There are no guarantees this will work, and it could be wildly inaccurate due to my limited testing sample size. This is the best formula I could determine for how the game calculates what placements win.

I looked deeper into this because I don't believe Treyarch would make the puzzle completely random, allowing for softlocks. Also, the game has to determine by how much to move the needle, so there have to be some formula.

Here's a write-up on what I did and my findings:

I measured the pixel position of the needle indicator via screenshots when compared to the left wall (right where the red ends). Since I measured pixels of a screenshot, there's a margin of error of ~1-2px.

Baseline (empty board, no uranium) = 27px, green zone = 513-595px raw.
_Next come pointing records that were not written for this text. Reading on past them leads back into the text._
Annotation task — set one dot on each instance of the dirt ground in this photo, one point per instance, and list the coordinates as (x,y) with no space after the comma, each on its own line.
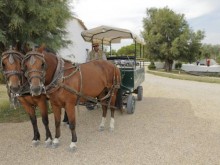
(177,122)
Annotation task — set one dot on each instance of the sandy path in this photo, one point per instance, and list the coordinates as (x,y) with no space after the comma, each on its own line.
(177,122)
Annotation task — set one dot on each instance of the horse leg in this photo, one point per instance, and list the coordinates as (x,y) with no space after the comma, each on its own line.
(112,103)
(70,110)
(65,118)
(57,118)
(31,112)
(43,106)
(104,113)
(104,110)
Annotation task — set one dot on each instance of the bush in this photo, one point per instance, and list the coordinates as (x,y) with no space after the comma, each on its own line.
(178,65)
(151,66)
(2,79)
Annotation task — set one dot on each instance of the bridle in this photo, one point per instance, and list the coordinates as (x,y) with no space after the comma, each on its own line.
(11,54)
(32,55)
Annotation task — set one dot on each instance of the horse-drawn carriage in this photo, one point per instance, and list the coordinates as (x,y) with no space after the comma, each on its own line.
(132,71)
(66,84)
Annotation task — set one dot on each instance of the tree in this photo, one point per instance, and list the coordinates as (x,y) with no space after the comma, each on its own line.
(168,37)
(211,51)
(34,21)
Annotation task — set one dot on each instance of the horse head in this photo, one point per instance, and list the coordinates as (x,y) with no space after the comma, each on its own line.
(35,70)
(11,66)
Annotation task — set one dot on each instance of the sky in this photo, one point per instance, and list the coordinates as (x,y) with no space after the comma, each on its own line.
(128,14)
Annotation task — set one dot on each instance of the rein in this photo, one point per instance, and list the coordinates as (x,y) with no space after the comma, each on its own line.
(59,77)
(42,72)
(11,54)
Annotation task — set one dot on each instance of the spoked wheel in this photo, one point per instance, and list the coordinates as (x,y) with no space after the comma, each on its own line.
(131,104)
(139,93)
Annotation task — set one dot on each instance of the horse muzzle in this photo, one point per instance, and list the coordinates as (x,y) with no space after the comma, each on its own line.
(15,89)
(37,90)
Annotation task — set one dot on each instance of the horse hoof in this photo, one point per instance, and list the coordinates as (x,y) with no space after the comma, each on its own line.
(111,129)
(101,128)
(55,145)
(72,147)
(48,143)
(35,143)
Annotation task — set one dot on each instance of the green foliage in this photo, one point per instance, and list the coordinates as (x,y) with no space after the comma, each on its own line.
(210,51)
(2,80)
(168,37)
(114,52)
(178,65)
(34,21)
(151,66)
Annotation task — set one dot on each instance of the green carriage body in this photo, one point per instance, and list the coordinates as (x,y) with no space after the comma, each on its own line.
(132,75)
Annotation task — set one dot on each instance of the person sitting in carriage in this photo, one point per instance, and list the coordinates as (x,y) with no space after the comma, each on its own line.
(96,53)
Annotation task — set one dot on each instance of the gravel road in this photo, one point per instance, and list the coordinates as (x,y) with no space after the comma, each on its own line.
(177,122)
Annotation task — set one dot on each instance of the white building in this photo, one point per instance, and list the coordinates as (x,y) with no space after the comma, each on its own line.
(77,51)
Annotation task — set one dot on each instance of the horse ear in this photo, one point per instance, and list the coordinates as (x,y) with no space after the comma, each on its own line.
(41,48)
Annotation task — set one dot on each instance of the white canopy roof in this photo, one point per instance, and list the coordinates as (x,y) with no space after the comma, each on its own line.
(108,35)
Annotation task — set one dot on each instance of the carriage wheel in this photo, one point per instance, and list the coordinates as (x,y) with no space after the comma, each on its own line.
(130,104)
(139,93)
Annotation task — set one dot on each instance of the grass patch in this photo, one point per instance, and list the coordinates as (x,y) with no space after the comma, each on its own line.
(175,74)
(8,113)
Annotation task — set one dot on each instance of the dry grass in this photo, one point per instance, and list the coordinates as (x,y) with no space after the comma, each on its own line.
(184,76)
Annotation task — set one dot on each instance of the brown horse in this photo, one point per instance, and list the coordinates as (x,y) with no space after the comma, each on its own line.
(67,84)
(18,87)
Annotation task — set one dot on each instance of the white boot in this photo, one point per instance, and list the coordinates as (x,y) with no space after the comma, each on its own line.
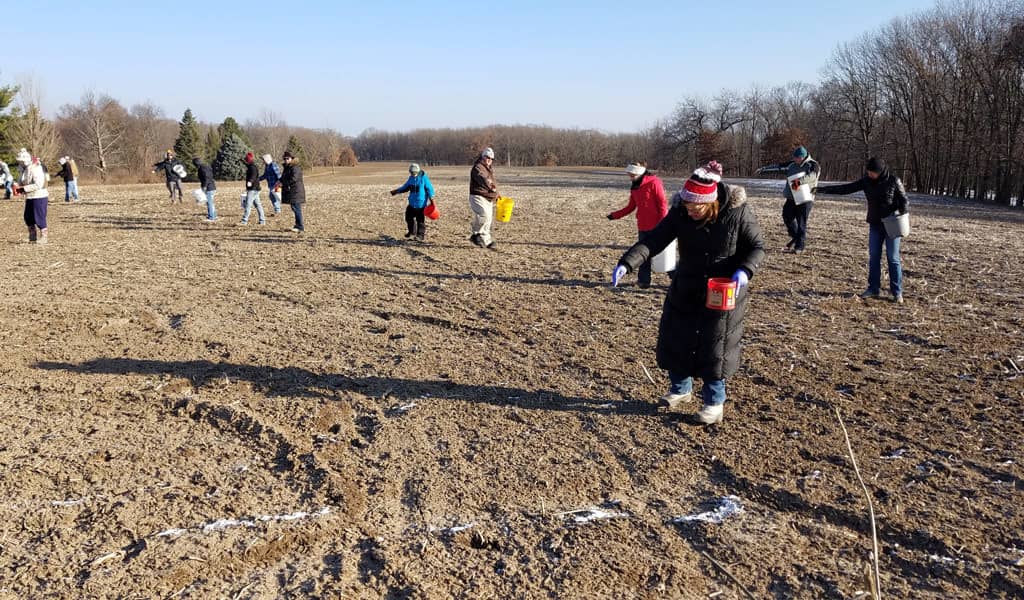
(711,414)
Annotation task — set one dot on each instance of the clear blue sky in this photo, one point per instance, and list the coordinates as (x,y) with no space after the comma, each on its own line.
(611,66)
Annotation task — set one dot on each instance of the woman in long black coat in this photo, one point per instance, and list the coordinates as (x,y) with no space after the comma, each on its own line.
(718,237)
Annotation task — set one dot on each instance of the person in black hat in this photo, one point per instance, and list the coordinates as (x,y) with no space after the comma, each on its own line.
(886,196)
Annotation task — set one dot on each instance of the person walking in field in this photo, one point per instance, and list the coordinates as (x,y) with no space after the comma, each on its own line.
(6,179)
(482,195)
(252,191)
(795,215)
(271,174)
(71,183)
(293,190)
(173,172)
(718,237)
(647,199)
(421,193)
(886,197)
(33,184)
(209,187)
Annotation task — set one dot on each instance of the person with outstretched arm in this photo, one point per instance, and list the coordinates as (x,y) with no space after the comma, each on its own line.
(718,237)
(886,196)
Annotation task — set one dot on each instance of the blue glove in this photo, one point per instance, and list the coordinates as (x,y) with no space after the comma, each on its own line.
(616,275)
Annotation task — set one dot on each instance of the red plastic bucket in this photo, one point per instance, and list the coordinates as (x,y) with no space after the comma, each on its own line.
(721,294)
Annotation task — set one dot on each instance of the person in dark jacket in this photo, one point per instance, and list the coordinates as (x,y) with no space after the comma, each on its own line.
(252,191)
(208,185)
(421,193)
(71,184)
(886,196)
(482,195)
(172,172)
(718,237)
(647,199)
(293,190)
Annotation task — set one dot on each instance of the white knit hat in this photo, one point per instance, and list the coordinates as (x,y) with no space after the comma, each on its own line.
(635,169)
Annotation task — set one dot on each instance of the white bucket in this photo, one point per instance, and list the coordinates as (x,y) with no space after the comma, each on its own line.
(897,225)
(801,191)
(666,261)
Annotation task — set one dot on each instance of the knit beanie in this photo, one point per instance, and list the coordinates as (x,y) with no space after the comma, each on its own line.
(701,187)
(635,169)
(876,165)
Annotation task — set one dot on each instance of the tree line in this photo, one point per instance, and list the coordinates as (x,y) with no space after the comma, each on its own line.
(939,94)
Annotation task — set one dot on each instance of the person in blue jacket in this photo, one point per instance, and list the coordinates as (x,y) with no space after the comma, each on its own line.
(271,174)
(421,193)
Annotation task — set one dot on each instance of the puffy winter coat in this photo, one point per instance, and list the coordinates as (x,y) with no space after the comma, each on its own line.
(481,180)
(693,340)
(252,177)
(420,189)
(810,167)
(885,195)
(293,189)
(206,181)
(647,198)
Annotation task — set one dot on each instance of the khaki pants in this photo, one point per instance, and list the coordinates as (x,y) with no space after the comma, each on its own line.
(483,216)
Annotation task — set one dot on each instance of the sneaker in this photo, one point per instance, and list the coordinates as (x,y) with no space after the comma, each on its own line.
(710,414)
(674,401)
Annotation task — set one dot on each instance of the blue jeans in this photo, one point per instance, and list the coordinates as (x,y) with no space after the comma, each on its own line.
(713,391)
(252,198)
(211,209)
(71,190)
(876,239)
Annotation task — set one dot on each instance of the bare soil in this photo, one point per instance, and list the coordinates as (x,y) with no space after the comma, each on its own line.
(204,411)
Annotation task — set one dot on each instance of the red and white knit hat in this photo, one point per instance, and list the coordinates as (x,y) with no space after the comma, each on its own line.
(701,187)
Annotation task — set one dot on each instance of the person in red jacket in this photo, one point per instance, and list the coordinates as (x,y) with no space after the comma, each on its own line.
(647,199)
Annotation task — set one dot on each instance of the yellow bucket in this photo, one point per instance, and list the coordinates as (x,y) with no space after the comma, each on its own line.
(504,209)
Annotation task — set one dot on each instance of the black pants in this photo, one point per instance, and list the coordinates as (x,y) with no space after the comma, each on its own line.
(795,216)
(415,221)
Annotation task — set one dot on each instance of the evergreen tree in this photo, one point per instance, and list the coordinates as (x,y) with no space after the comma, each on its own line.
(295,146)
(188,143)
(228,164)
(230,126)
(212,143)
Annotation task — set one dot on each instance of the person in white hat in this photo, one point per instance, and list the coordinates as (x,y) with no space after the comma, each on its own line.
(482,195)
(33,185)
(271,174)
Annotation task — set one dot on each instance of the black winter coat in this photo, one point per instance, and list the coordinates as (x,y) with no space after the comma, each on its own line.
(206,181)
(293,189)
(252,177)
(693,340)
(885,195)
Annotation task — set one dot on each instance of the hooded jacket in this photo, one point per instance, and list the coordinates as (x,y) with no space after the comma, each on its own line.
(420,189)
(885,196)
(481,180)
(647,198)
(693,340)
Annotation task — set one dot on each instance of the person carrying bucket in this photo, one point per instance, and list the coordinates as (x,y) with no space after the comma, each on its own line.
(421,194)
(647,199)
(482,195)
(886,197)
(719,238)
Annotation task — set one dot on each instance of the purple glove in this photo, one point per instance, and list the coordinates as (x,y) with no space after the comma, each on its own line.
(616,275)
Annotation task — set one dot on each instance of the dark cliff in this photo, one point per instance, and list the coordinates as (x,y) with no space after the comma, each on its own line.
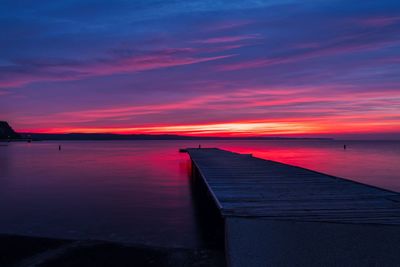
(6,132)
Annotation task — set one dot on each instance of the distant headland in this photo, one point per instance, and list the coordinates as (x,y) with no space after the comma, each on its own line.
(7,133)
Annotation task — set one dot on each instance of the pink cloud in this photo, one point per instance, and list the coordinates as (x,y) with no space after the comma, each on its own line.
(62,71)
(229,39)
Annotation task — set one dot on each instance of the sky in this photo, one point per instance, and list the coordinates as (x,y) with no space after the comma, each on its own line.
(311,68)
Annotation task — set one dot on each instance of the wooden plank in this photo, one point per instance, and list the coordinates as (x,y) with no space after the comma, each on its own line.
(245,186)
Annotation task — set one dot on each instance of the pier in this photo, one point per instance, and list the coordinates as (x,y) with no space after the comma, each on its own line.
(281,215)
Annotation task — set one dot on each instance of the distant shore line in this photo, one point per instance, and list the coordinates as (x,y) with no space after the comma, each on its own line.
(106,136)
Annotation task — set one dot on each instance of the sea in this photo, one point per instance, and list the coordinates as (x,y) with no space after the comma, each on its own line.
(141,192)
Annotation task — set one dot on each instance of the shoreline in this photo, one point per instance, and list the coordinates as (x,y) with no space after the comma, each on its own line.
(18,250)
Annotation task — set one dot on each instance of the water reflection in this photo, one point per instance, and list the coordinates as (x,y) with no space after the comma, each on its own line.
(141,191)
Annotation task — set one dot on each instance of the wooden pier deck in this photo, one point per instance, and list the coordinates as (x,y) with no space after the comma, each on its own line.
(245,186)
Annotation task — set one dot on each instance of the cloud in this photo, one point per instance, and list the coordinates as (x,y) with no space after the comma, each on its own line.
(61,70)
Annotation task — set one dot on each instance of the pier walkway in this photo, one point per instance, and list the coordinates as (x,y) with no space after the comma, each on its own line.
(281,215)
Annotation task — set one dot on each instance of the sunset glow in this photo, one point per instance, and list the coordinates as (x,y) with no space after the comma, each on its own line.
(261,68)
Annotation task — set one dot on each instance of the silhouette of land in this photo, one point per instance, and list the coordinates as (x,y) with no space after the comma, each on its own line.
(6,132)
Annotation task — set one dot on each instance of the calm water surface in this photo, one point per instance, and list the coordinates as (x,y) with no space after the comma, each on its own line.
(140,191)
I found a base formula for placements with a single group which fits all tested configs with 2 or fewer U (uranium) in the group:

f(n) = 6.4n² + 10.6n

where n = total nodes in a connected group (uranium + rods connected to it). Groups with no uranium don't score.

Final score = 27 (baseline) + sum of f(n) across all groups containing U.

It seems shape, and edge count doesn't matter. Only node count per group is used.

3U bonus: if all 3 uraniums end up touching the same rod group (one big group), that group's score gets multiplied by 1.25 instead of just being f(n).

Unknown: what the bonus is when the 3 uraniums split into separate groups (like 2 in one group + 1 in another). A combination of two groups (6 and 3) scores about 104px higher than the base formula predicts, so there's clearly some bonus happening, but I only have 2 data points for split 3U setups and can't figure out the exact formula yet.